King’s Fish House on Fire
King’s Fire has burned more than 20 homes and destroyed thousands of acres in northern Arizona, forcing the evacuation of more than 2,000 people and the closure of other businesses in the state.
The fire started on Friday, June 9, and has charred at least 23 structures in the Mesa County town of Yuma, where King’s is located.
At least two of the fires are related, according to the U.S. Forest Service, which said it was working to determine how and why the fires began.
The fires also destroyed more than 300 homes in the Navajo Nation.
King’s fires have forced more than 700,000 residents to evacuate.
The Associated Press reported that a man who had lived in a house in the Yuma area of the Navajo Reservation died after he was injured by smoke from the fire.
King, whose family owns the King’s restaurant, said he had been unable to reach his family due to the fire and did not know when they would be able to return to their homes.
“I hope my family will be safe and that everyone who lives in the community can return to it,” King said in a statement.
“As we prepare for the holidays, I know that there are a lot of hard things that await us in Arizona and across the country.
I want to thank all of our community members and friends for their continued support.”

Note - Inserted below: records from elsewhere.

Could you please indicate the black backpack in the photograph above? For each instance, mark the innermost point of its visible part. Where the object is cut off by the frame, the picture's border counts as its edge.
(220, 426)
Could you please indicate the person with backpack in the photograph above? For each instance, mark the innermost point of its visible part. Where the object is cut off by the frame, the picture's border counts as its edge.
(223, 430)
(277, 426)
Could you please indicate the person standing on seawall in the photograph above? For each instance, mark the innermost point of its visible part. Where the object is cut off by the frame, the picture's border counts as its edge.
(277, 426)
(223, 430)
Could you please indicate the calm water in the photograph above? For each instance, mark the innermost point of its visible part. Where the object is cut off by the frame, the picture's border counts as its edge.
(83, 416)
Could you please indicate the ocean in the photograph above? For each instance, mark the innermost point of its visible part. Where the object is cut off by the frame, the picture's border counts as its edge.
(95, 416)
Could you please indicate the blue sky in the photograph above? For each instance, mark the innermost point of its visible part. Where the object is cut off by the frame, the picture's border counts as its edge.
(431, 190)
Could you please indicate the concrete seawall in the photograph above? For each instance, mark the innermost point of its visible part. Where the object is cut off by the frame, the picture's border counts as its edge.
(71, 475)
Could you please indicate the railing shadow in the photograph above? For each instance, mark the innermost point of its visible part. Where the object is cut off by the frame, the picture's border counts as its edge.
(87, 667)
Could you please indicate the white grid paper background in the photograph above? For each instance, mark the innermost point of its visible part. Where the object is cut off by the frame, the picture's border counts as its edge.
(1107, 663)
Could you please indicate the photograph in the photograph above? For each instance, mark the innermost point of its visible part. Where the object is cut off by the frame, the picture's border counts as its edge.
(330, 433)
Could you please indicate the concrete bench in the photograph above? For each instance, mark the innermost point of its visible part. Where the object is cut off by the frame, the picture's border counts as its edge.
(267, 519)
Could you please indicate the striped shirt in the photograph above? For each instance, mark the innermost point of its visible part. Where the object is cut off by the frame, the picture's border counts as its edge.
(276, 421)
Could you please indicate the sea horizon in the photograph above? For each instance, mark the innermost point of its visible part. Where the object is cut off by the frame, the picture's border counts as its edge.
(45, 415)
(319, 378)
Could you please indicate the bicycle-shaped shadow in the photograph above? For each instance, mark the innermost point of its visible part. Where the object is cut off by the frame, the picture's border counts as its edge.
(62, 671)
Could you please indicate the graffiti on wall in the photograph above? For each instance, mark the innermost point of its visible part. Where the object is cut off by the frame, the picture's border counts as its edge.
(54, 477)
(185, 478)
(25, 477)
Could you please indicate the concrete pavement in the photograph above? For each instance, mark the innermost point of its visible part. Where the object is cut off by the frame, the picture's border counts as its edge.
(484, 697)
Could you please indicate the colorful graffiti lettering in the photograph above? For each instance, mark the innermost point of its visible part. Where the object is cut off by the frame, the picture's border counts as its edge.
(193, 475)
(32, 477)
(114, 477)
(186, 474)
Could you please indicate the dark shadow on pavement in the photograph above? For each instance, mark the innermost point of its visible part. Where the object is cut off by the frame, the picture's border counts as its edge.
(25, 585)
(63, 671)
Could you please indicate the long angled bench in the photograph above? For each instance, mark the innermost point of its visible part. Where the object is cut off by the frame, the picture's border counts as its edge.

King said he was still in contact with those affected by the fires.
“We are working to return home as soon as possible,” he said.
“Our hope is that everyone will be able safely return home and will be in good spirits.”
King’s owner, Mark King, said his restaurant is “still standing.”
He said he plans to reopen sometime in the next few weeks, but he does not know if his business will reopen after the fire is contained.
King told The Associated Review in June that he believed the fires were related to the closure and closure of the town’s firehouse, but that he did not believe the blaze started in the townhouse.
“It’s really hard to believe this happened in one place,” King told the newspaper.
“But I think it could have happened anywhere, and that it could possibly have happened in Yuma.”